ABTA bedbank ruling – Do we stay or do we go?

Sunday, 05 Oct, 2009 0

 

TravelMole Guest Comment by Youtravel.com sales and marketing director Paul Riches
 

 
So the votes have been cast (all 200 of them!) and the ABTA member bedbanks now find themselves fully responsible for ensuring that all bookings made through their ABTA agent partners are honoured, should the agent fail whilst holding the customers money.
 
There are many reasons why this new ruling has been passed, most noticeably the substantial number of claims made against the credit card companies, due to the collapse of Freedom Direct.
 
Whilst we as a supplier support the notion that any product purchased through a ABTA agent, should be fully protected, how is a supplier expected to supply a product that they have not been paid for? Try explaining that one to a Spanish or Greek hotelier!
 
The current trading relationships between bedbanks and agents mean that in the majority of cases the customers monies are held by the agent until the product is delivered. The amount of pipeline monies is therefore considerably higher than when agents deal with a bonded tour operator.
 
So should bedbanks require a bond? Should a requirement of the commercial relationship between the agent and the bedbank be that the monies that are paid to the agent are secure until they are paid to the bedbank?
 
In our view, this would have been a better starting point to consider and discuss, rather than rushing through the unworkable solution we now have.
 
So, what will be the outcome? At present of the five major resort accommodation only suppliers, three are ABTA members. Two of us act as prinicipals and the rest agents.
 
It would take up the rest of this website to try and explain who is responsible for customers’ accommodation, once booked and paid for, with ABTA, ATOL, TTA and many other bodies taking an amount of responsibility, depending on how the customer booked their holiday and through whom.
 
I do not profess to have an immediate solution but what I do know is that the majority of bedbanks terms and conditions state that the hotelier will not be liable to supply the accommodation, if he has not been paid.
 
I appreciate that the threat of agency law could come into play in the future but who will enforce this?

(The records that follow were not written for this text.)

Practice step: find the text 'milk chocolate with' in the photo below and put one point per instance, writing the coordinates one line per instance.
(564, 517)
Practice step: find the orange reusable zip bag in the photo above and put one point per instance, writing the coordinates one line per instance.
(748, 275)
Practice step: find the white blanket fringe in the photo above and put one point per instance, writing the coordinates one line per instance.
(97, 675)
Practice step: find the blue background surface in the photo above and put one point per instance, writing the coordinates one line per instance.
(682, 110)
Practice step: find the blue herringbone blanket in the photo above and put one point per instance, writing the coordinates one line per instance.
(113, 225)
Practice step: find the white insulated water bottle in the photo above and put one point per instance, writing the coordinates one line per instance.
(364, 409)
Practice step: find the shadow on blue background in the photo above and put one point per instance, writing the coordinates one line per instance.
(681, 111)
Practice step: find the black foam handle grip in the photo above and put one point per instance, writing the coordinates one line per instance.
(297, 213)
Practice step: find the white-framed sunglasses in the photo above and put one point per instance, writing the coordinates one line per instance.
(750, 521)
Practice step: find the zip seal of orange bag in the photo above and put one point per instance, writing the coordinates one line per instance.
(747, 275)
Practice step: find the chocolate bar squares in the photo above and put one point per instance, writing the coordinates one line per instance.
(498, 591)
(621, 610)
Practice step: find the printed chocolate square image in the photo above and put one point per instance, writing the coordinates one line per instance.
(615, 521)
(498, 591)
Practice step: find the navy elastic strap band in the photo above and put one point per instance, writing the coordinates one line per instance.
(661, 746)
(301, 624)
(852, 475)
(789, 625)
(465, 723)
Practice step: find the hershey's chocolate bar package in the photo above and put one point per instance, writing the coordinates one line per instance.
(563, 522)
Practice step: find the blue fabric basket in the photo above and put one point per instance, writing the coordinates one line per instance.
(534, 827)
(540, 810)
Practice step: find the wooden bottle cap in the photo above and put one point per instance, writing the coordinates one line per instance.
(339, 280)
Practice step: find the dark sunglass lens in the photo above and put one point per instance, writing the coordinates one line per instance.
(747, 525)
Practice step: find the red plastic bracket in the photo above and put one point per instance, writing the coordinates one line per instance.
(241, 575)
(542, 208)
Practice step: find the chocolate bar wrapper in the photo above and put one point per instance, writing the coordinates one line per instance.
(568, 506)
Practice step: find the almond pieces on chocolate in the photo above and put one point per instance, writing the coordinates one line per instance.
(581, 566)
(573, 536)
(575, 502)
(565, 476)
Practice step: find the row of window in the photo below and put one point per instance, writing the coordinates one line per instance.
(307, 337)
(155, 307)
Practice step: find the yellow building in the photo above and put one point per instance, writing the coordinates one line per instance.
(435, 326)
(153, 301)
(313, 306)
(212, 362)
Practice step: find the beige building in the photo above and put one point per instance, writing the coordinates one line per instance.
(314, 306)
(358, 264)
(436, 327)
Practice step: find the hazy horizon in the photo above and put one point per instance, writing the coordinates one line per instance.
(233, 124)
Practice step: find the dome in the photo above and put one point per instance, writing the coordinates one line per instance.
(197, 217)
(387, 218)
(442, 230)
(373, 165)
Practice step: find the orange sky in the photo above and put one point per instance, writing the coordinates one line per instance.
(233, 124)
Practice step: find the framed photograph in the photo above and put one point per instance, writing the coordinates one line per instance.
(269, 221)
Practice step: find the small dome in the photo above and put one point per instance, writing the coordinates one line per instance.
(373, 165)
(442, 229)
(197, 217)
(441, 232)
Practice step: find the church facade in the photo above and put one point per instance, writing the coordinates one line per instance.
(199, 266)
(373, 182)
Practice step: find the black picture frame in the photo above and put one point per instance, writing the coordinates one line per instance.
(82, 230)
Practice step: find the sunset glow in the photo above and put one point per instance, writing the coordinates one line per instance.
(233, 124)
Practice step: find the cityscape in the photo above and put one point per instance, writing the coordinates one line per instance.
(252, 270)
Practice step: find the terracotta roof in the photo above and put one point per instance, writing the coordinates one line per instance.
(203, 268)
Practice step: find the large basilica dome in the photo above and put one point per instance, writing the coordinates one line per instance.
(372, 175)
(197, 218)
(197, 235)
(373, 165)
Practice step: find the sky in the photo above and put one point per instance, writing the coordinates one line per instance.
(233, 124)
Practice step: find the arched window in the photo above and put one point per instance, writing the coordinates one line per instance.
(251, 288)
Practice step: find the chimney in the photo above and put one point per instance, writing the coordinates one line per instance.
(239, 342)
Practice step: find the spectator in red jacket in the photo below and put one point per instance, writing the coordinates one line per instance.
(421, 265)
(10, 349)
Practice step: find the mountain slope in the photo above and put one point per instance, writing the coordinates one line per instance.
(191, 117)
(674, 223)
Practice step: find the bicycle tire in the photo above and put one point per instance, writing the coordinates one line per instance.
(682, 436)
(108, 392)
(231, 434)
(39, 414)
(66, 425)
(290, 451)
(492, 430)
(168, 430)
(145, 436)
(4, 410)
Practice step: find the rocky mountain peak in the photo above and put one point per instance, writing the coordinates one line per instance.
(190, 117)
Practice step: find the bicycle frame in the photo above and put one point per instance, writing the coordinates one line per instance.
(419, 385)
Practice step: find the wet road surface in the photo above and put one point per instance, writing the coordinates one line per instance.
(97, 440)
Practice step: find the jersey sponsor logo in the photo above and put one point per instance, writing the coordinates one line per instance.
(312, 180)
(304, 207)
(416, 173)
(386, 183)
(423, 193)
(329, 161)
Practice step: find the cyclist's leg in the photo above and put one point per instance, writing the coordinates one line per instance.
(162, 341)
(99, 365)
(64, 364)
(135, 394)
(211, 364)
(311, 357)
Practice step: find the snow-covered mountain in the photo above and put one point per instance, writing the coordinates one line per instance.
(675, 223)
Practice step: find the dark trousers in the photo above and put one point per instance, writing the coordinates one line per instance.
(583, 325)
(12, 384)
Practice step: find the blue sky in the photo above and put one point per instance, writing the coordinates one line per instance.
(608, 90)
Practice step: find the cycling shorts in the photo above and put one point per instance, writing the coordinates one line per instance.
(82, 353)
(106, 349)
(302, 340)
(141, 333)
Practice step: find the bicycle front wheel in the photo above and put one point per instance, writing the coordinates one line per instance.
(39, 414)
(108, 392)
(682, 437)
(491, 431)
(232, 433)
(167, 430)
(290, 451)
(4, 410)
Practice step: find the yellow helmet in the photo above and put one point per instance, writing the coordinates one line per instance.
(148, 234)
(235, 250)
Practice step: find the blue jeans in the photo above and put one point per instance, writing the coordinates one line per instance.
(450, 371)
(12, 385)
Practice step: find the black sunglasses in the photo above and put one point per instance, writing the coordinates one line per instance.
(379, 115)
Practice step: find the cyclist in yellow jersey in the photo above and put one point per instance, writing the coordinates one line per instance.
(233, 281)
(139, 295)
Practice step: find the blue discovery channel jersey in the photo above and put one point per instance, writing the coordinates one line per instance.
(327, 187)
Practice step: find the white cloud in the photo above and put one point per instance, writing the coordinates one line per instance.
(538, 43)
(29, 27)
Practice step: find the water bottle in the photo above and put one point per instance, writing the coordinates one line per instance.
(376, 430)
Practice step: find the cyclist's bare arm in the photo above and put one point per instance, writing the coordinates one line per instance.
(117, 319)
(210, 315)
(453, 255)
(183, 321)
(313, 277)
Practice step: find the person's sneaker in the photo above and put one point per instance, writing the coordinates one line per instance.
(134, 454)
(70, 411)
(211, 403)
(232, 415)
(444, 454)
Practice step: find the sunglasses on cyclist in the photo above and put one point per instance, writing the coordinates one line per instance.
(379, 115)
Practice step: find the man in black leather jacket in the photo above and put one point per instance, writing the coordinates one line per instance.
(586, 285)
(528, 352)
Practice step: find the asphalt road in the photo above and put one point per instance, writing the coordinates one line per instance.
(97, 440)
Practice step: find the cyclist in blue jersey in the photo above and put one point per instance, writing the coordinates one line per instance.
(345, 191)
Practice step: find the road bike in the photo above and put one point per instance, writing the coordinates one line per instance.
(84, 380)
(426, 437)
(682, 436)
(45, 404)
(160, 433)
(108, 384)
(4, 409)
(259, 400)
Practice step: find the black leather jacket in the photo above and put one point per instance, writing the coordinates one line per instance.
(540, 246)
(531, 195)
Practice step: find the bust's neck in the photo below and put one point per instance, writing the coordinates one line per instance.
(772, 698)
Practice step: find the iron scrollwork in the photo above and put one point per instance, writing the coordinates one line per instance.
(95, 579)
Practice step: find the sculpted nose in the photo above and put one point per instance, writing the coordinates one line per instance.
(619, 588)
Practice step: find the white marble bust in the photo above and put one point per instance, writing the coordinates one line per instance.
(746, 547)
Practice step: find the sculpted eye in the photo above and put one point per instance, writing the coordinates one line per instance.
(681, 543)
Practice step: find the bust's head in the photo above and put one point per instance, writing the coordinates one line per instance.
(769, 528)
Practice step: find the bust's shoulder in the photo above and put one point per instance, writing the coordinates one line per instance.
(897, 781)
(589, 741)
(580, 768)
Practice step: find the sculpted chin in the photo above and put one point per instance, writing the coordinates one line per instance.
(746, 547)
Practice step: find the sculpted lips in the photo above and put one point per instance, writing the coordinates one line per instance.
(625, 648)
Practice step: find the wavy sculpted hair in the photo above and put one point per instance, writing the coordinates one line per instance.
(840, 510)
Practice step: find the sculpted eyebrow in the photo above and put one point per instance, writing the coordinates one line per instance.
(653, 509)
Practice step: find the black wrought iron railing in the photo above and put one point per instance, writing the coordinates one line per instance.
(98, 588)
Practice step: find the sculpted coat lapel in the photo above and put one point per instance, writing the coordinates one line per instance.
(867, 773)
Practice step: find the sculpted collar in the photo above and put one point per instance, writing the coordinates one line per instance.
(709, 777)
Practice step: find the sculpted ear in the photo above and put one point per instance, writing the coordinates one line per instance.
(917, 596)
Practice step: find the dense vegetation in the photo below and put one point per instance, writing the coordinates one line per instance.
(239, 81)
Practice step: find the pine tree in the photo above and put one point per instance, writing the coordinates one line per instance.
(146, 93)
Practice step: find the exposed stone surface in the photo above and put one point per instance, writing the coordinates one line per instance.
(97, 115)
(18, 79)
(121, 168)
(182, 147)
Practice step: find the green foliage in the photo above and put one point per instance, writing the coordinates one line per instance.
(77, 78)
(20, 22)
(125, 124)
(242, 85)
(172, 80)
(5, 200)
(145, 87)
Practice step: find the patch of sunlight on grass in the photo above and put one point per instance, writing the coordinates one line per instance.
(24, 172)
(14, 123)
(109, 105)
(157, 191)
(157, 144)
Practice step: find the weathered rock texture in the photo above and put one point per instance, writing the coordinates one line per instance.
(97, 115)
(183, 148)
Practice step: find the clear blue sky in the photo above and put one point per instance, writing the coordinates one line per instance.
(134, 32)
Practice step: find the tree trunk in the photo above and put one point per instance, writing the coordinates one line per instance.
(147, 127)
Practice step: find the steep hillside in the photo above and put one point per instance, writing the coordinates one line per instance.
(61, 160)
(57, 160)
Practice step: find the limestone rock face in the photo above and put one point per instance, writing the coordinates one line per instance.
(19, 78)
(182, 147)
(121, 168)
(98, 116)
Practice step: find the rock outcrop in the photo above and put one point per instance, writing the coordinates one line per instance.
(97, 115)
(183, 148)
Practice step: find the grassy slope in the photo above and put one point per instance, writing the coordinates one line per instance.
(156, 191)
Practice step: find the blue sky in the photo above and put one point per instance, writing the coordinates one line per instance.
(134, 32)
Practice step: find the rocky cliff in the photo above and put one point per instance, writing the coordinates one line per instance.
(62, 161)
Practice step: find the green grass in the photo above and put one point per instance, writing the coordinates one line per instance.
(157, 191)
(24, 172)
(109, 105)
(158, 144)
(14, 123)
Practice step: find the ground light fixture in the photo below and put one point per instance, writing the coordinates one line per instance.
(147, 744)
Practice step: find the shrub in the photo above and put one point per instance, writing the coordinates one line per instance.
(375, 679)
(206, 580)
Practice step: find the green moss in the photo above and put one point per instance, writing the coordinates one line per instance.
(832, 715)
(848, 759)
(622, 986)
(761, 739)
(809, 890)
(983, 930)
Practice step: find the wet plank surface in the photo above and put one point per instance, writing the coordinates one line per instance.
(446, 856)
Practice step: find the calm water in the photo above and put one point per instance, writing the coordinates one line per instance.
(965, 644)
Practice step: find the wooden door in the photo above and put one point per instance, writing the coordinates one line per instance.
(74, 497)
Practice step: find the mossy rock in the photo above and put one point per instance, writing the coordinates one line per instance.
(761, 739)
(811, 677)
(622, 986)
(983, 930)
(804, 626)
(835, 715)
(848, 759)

Certainly not ABTA (as most of the bedbanks will probably have resigned by the time you are all reading this) or the CAA.
 
I would imagine that it may fall back onto the credit card companies, who have no doubt put pressure on ABTA to push through the new resolution but now potentially find themselves in a worse situation.
 
There will not then be the £100k buffer that is currently given as part of ABTA membership, so it will all fall back onto the credit card companies (unless the accommodation is sold as part of a package, when theoretically the CAA will pick up the bill).
 
The way we now buy and sell holidays has changed dramatically over the last few years and we need to work together to ensure that customers monies are protected as much as possible – I’m just not convinced that this latest ruling starts to address this issue at all.